Großensee -Leben im permanenten Ausnahmezustand
Während das hessische Kleinensee nach dem Ende des Zweiten Weltkriegs in die amerikanische Besatzungszone fiel, lag der Nachbarort Großensee in Thüringen und damit auf dem Gebiet der späteren DDR. Bewaffnete Grenztruppen, (tödliche) Fluchtversuche und Stacheldraht gehörten für viele Jahrzehnte zum Alltag eines Dorfes im Ausnahmezustand.
Nur wenige hundert Meter hinter Großensee verlief die deutsch-deutsche Grenze. Der „Eiserne Vorhang“ trennte nicht nur zwei unterschiedliche politische, wirtschaftliche und gesellschaftliche Systeme, sondern auch ehemalige Nachbarn. Seit 1952 lag Großensee im sogenannten „Schutzstreifen“ entlang der Grenze. Besuche ohne Genehmigung und Passierschein waren verboten. Ein organisiertes Grenzregime und weitläufige Sperranlagen sollten die Massenabwanderungen aus der DDR in Richtung Bundesrepublik unterbinden.
Zu Beginn der 1970er Jahre wurde die Situation noch verschärft: Auf Veranlassung der DDR-Staatsführung wurden die alten Grenzbefestigungen durch eine mehr als einen Kilometer lange Betonmauer ersetzt. Der Nachbarort Kleinensee lag zwar nach wie vor nur einen Katzensprung entfernt, rückte nun aber in verborgene Ferne.

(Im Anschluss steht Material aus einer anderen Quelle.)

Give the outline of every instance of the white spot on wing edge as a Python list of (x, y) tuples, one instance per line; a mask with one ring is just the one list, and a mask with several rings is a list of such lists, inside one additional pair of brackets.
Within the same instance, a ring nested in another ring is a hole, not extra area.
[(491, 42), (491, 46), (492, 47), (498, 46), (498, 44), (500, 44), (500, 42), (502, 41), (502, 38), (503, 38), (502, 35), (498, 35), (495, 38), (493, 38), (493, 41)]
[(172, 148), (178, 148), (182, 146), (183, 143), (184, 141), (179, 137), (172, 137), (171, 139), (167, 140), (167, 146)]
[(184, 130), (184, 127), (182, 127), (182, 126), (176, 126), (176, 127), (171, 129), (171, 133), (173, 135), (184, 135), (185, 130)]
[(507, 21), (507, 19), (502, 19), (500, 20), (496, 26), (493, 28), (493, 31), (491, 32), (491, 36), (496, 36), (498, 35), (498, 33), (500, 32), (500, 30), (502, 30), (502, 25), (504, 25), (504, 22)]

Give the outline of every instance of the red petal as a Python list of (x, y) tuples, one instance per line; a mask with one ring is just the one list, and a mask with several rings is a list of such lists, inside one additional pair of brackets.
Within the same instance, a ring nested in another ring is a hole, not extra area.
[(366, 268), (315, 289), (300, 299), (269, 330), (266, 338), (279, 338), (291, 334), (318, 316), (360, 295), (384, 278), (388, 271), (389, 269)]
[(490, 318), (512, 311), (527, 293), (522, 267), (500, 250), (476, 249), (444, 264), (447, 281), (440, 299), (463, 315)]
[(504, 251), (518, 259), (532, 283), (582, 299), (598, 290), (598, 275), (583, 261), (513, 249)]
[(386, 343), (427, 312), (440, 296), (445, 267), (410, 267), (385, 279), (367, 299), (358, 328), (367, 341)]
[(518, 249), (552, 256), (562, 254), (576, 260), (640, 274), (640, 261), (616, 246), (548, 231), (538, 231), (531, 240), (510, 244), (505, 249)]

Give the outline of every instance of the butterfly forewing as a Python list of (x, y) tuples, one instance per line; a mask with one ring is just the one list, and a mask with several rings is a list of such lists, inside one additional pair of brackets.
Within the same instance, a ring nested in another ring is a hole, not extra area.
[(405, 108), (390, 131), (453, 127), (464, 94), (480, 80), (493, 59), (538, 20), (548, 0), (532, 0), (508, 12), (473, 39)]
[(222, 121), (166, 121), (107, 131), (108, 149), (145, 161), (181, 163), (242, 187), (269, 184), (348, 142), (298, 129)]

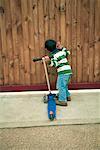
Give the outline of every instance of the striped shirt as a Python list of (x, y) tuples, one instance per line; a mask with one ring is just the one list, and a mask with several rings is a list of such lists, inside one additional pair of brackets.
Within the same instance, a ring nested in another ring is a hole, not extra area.
[(70, 51), (66, 48), (62, 48), (62, 50), (55, 49), (50, 53), (50, 66), (56, 67), (58, 74), (72, 74), (71, 66), (67, 60), (68, 55), (70, 55)]

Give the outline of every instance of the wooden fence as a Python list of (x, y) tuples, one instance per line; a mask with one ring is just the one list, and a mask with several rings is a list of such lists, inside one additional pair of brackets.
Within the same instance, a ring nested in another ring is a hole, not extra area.
[(100, 83), (100, 0), (0, 0), (0, 85), (46, 83), (32, 58), (51, 38), (71, 51), (72, 83)]

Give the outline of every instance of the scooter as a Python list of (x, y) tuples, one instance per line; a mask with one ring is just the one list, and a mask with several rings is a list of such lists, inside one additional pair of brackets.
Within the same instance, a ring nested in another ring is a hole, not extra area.
[(48, 72), (47, 72), (45, 58), (44, 57), (33, 58), (33, 62), (36, 62), (36, 61), (42, 61), (43, 65), (44, 65), (44, 71), (45, 71), (49, 94), (47, 96), (45, 95), (43, 99), (44, 99), (44, 103), (48, 103), (48, 105), (47, 105), (48, 118), (51, 121), (53, 121), (54, 119), (56, 119), (56, 102), (55, 102), (56, 94), (51, 93), (50, 81), (49, 81), (49, 76), (48, 76)]

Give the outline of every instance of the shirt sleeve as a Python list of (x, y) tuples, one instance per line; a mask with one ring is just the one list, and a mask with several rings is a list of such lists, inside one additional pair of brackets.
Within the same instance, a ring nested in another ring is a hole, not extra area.
[(64, 52), (66, 53), (66, 57), (67, 57), (68, 55), (70, 55), (70, 51), (67, 50), (65, 47), (63, 47), (62, 51), (64, 51)]
[(51, 58), (50, 66), (51, 67), (57, 67), (58, 66), (58, 62), (57, 62), (57, 58), (56, 57)]

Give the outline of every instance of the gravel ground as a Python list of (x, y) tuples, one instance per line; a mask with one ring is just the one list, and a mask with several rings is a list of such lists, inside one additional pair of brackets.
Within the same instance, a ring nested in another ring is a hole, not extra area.
[(100, 124), (0, 129), (0, 150), (100, 150)]

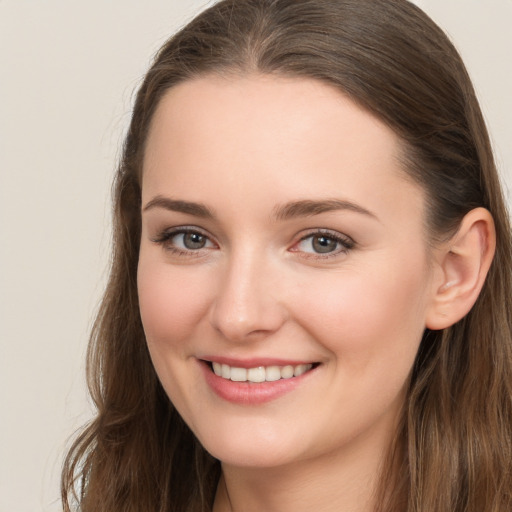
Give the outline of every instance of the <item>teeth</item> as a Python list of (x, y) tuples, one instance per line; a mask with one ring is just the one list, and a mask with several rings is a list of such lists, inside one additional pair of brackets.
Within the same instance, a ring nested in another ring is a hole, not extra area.
[(249, 382), (265, 382), (265, 367), (249, 368), (247, 370), (247, 380)]
[[(311, 365), (309, 365), (309, 368), (311, 368)], [(309, 368), (307, 364), (298, 364), (293, 369), (293, 376), (300, 377), (303, 373), (306, 373), (309, 370)]]
[(288, 365), (281, 368), (281, 378), (282, 379), (291, 379), (293, 377), (293, 366)]
[(256, 368), (237, 368), (227, 364), (212, 363), (215, 375), (234, 382), (274, 382), (280, 379), (299, 377), (313, 365), (298, 364), (296, 366), (257, 366)]
[(265, 369), (265, 380), (274, 382), (281, 378), (281, 368), (279, 366), (267, 366)]
[(247, 370), (245, 368), (231, 368), (230, 379), (234, 382), (245, 382), (247, 380)]

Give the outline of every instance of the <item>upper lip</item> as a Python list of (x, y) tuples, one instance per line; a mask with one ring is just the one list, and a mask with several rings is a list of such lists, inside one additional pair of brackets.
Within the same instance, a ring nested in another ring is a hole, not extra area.
[(315, 364), (315, 361), (305, 359), (281, 359), (274, 357), (258, 357), (249, 359), (236, 359), (223, 356), (205, 356), (200, 358), (208, 363), (227, 364), (235, 368), (257, 368), (259, 366), (297, 366), (299, 364)]

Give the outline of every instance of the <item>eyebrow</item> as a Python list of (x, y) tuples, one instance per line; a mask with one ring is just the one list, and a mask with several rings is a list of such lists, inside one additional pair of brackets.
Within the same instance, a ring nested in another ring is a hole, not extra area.
[[(215, 214), (208, 206), (192, 201), (156, 196), (144, 206), (143, 211), (148, 211), (153, 208), (163, 208), (164, 210), (185, 213), (203, 219), (215, 219)], [(276, 206), (272, 212), (272, 217), (278, 221), (284, 221), (297, 217), (312, 217), (314, 215), (320, 215), (321, 213), (339, 210), (348, 210), (377, 219), (377, 216), (370, 210), (351, 201), (342, 199), (325, 199), (319, 201), (303, 199), (293, 201)]]
[(203, 219), (214, 219), (213, 212), (204, 204), (194, 203), (191, 201), (182, 201), (179, 199), (171, 199), (169, 197), (156, 196), (149, 201), (142, 211), (146, 212), (153, 208), (163, 208), (172, 212), (186, 213), (194, 217)]
[(302, 200), (287, 203), (274, 209), (274, 216), (277, 220), (289, 220), (295, 217), (311, 217), (321, 213), (338, 210), (349, 210), (368, 217), (377, 219), (377, 216), (362, 206), (342, 199), (326, 199), (322, 201)]

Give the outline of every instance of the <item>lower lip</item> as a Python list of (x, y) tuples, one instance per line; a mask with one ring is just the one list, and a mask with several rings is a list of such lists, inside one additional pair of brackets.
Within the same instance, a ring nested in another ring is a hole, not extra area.
[(207, 384), (220, 398), (242, 405), (258, 405), (271, 402), (277, 398), (292, 392), (314, 370), (309, 370), (299, 377), (280, 379), (274, 382), (233, 382), (213, 373), (210, 365), (200, 361)]

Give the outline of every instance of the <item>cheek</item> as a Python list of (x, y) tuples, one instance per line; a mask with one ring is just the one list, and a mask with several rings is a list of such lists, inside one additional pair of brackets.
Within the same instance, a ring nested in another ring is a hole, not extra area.
[[(206, 277), (206, 276), (205, 276)], [(168, 265), (144, 257), (141, 252), (137, 272), (140, 313), (150, 348), (186, 342), (206, 314), (210, 290), (200, 270), (173, 271)]]
[[(150, 255), (151, 256), (151, 255)], [(173, 268), (141, 251), (137, 271), (139, 307), (155, 371), (167, 395), (193, 428), (196, 391), (190, 381), (190, 340), (208, 310), (209, 292), (197, 269)]]
[[(376, 265), (365, 272), (349, 269), (326, 276), (302, 296), (303, 326), (330, 351), (340, 353), (345, 364), (368, 364), (373, 356), (407, 354), (413, 359), (424, 330), (424, 268)], [(384, 355), (382, 355), (384, 353)]]

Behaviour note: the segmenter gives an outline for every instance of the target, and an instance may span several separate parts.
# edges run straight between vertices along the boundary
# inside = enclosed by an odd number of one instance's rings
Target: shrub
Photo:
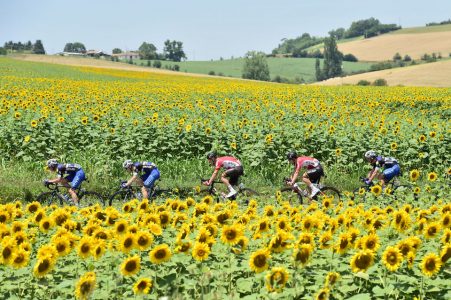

Heute kaum mehr vorstellbare Extreme prägten das Leben in der „Sperrzone“, die Ausgangspunkt vieler Fluchtversuche war. Die Bewohnerinnen und Bewohner von Großensee lebten in ständiger Unsicherheit und Anspannung. Immer wieder wurden unliebsame Personen zwangsweise umquartiert, die Bevölkerung wurde überwacht und schikaniert. Ausgangssperren und Patrouillen beschränkten die Freiheit der Frauen, Männer und Kinder. Erst im Winter des Jahres 1989 wurde ein Grenzübergang eingerichtet, nachdem es auch im Werratal Proteste gegeben hatte. Nach Jahren im Ausnahmezustand kehrte allmählich Ruhe in Großensee ein.